Knowledge distillation is a machine learning technique that aims to transfer the learnings of a large pre-trained model, the “teacher model,” to a smaller “student model.” It’s used in deep learning as a form of model compression and knowledge transfer, particularly for massive deep neural networks.
The goal of knowledge distillation is to train a more compact model to mimic a larger, more complex model. Whereas the objective in conventional deep learning is to train an artificial neural network to bring its predictions closer to the output examples provided in a training data set, the primary objective in distilling knowledge is to train the student network to match the predictions made by the teacher network.
Knowledge distillation (KD) is most often applied to large deep neural networks with many layers and learnable parameters. This process makes it particularly relevant to the ongoing proliferation of massive generative AI models with billions of parameters.
The concept has its origins in a 2006 paper titled “Model Compression.” Caruana et al used what was a state-of-the-art classification model at the time, a huge ensemble model comprising of hundreds of base-level classifiers, to label a large data set, and then trained a single neural network on that newly labeled data set through conventional supervised learning.

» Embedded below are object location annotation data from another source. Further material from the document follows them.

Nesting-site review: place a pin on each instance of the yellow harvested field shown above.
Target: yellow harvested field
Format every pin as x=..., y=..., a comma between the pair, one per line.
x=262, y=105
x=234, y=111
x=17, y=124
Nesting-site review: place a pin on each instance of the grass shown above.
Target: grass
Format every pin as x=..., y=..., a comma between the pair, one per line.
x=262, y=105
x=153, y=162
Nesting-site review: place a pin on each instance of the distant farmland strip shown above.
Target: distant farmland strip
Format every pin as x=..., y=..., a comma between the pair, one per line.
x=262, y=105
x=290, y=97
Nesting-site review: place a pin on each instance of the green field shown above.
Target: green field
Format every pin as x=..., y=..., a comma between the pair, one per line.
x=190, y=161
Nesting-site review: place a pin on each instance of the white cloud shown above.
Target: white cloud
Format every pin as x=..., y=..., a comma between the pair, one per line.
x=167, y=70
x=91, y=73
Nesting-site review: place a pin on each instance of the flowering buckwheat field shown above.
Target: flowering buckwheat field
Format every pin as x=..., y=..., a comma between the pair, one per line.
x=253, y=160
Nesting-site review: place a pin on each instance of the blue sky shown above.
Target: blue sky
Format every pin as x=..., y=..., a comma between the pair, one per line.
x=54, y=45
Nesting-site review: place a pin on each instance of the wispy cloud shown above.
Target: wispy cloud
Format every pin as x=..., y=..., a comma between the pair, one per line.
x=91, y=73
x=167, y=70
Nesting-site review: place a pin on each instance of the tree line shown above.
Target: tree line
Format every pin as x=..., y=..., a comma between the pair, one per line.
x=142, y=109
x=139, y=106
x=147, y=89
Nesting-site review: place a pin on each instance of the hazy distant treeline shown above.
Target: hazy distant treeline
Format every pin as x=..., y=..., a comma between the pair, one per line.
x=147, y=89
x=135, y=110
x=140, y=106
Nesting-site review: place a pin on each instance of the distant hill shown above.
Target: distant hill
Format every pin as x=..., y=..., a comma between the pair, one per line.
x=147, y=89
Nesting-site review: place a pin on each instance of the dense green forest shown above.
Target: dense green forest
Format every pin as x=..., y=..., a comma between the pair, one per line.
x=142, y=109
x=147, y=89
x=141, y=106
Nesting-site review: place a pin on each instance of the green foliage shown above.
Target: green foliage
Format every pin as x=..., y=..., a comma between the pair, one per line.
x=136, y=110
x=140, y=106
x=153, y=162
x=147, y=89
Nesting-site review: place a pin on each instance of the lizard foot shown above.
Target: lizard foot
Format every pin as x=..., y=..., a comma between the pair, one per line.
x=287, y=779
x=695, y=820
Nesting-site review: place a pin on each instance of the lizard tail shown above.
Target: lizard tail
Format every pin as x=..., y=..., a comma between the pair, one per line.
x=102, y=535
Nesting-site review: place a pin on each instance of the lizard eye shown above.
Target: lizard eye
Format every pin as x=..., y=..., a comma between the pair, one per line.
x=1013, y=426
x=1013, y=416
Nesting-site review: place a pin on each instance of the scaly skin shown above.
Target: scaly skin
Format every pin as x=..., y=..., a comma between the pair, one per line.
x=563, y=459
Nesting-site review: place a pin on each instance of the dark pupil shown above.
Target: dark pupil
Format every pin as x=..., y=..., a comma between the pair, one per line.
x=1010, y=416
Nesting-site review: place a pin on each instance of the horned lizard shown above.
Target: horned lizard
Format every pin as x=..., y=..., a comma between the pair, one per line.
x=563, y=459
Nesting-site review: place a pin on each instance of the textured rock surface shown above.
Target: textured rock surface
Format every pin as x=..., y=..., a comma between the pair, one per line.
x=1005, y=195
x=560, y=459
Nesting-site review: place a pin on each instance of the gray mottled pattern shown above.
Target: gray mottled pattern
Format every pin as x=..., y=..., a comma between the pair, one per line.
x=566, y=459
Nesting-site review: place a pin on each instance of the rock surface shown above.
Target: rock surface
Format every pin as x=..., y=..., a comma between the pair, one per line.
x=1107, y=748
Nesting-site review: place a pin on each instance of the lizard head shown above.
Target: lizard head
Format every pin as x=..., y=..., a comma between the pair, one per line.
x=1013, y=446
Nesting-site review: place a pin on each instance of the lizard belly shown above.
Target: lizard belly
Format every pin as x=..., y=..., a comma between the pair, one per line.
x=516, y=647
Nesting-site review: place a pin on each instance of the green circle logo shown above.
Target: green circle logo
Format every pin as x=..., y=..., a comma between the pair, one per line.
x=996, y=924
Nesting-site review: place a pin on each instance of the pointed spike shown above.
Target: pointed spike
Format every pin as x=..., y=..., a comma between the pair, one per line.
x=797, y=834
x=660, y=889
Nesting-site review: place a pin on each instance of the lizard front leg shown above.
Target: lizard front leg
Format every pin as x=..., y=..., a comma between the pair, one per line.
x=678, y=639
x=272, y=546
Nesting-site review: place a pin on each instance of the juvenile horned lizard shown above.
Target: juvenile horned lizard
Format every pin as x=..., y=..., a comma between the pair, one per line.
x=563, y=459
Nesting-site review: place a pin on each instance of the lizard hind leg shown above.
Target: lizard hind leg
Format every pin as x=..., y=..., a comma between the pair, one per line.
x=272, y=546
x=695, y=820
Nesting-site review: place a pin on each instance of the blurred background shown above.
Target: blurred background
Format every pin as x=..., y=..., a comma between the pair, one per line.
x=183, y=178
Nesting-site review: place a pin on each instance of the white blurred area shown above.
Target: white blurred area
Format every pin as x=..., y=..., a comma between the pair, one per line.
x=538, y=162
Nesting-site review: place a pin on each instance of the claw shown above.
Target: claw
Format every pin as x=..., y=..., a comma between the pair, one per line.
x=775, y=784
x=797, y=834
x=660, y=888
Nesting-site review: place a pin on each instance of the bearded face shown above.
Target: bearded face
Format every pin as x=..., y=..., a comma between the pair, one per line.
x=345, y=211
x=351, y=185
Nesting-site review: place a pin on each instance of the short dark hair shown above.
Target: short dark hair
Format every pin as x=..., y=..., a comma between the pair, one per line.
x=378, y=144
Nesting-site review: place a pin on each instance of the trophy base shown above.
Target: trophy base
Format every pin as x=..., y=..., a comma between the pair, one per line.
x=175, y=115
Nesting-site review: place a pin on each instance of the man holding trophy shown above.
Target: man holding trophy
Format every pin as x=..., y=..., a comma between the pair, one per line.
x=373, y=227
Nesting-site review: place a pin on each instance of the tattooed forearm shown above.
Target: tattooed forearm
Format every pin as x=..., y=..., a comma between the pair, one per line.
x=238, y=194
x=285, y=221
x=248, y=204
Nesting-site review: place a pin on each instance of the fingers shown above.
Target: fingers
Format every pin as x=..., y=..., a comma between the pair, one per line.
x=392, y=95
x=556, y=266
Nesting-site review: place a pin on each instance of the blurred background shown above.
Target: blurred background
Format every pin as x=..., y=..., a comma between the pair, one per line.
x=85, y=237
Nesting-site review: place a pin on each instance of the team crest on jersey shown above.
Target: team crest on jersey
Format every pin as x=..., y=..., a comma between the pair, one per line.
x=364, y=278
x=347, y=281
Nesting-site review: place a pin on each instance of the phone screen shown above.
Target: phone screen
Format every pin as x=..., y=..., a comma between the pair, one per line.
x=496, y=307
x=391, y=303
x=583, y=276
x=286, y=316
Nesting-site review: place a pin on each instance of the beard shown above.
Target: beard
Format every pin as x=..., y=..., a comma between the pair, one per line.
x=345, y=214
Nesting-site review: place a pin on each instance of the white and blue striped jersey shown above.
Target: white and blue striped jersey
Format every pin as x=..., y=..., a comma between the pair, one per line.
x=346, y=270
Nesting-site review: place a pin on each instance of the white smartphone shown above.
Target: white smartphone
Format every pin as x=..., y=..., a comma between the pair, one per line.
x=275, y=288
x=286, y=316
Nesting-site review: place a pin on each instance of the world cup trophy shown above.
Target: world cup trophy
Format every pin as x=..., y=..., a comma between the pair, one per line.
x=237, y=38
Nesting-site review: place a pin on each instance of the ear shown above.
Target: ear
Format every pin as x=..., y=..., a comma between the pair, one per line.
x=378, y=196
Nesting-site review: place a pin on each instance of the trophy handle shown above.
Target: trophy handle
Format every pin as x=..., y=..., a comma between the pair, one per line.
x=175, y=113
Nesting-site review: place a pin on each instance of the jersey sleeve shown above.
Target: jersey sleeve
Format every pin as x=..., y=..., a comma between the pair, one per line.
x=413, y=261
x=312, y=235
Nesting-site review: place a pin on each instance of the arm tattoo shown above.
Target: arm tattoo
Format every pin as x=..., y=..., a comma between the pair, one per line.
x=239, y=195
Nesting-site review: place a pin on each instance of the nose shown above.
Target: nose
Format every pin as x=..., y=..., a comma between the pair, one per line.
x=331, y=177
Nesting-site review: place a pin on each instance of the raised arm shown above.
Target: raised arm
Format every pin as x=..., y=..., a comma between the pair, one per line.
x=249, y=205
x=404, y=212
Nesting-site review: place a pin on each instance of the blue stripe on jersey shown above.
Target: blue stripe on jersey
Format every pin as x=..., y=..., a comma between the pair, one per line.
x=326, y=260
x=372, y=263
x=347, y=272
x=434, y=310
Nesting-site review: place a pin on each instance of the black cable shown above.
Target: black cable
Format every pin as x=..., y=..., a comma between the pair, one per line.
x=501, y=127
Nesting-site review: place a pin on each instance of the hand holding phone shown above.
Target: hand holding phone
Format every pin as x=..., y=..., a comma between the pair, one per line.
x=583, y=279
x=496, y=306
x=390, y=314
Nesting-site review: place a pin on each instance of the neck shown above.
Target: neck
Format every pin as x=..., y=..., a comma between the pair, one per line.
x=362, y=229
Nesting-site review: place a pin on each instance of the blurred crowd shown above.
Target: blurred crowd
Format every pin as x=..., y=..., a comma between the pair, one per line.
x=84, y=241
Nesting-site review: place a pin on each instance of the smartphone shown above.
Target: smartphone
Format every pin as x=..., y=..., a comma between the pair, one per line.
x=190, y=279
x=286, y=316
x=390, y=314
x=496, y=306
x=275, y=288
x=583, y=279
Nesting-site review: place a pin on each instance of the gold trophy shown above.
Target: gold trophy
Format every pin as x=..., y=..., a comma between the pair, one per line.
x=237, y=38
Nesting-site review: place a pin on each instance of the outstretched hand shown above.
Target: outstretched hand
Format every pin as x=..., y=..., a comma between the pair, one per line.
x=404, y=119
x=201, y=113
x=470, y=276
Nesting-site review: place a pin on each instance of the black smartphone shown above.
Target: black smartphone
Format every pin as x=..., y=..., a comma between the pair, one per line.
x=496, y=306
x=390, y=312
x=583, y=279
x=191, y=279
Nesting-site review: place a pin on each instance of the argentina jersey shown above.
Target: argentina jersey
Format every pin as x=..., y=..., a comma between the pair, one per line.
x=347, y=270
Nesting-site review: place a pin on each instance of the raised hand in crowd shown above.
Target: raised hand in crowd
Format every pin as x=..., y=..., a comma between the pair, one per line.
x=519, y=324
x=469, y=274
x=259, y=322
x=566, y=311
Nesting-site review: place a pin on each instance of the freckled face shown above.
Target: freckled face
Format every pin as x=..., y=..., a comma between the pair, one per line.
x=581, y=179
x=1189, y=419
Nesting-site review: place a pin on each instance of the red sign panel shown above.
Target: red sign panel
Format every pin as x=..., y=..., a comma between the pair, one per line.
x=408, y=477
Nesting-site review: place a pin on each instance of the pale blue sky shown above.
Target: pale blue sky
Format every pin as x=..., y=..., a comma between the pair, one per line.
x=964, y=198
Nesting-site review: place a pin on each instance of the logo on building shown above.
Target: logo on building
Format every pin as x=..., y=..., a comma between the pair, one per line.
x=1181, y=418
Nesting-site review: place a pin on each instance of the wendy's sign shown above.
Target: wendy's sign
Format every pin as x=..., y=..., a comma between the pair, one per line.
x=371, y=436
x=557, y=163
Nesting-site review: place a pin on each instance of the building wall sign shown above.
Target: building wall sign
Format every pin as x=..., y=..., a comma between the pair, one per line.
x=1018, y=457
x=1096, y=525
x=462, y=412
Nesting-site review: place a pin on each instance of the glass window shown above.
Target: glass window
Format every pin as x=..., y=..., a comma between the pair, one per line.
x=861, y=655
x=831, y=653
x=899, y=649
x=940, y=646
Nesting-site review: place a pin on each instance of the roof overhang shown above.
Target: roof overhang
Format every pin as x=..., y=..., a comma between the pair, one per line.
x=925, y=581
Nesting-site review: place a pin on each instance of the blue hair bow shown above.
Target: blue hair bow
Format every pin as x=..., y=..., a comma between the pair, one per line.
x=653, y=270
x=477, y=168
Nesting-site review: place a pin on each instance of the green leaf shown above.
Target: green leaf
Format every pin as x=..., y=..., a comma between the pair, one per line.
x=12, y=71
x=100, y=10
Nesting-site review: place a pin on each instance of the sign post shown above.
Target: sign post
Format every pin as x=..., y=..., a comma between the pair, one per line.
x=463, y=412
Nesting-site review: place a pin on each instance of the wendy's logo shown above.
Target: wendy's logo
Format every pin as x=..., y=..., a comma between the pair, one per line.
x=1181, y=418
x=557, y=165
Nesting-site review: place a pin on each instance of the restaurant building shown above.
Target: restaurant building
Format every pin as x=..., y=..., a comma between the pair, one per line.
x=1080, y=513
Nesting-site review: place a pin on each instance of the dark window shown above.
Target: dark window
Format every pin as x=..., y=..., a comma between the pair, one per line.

This compact model, “a thousand times smaller and faster,” matched the ensemble’s performance.1
Knowledge distillation techniques have since been successfully employed across diverse fields, including natural language processing (NLP), speech recognition, image recognition and object detection. In recent years, the study of knowledge distillation has been of particular importance to large language models (LLMs). For LLMs, KD has emerged as an effective means of transferring advanced capabilities from leading proprietary models to smaller, more accessible open source models.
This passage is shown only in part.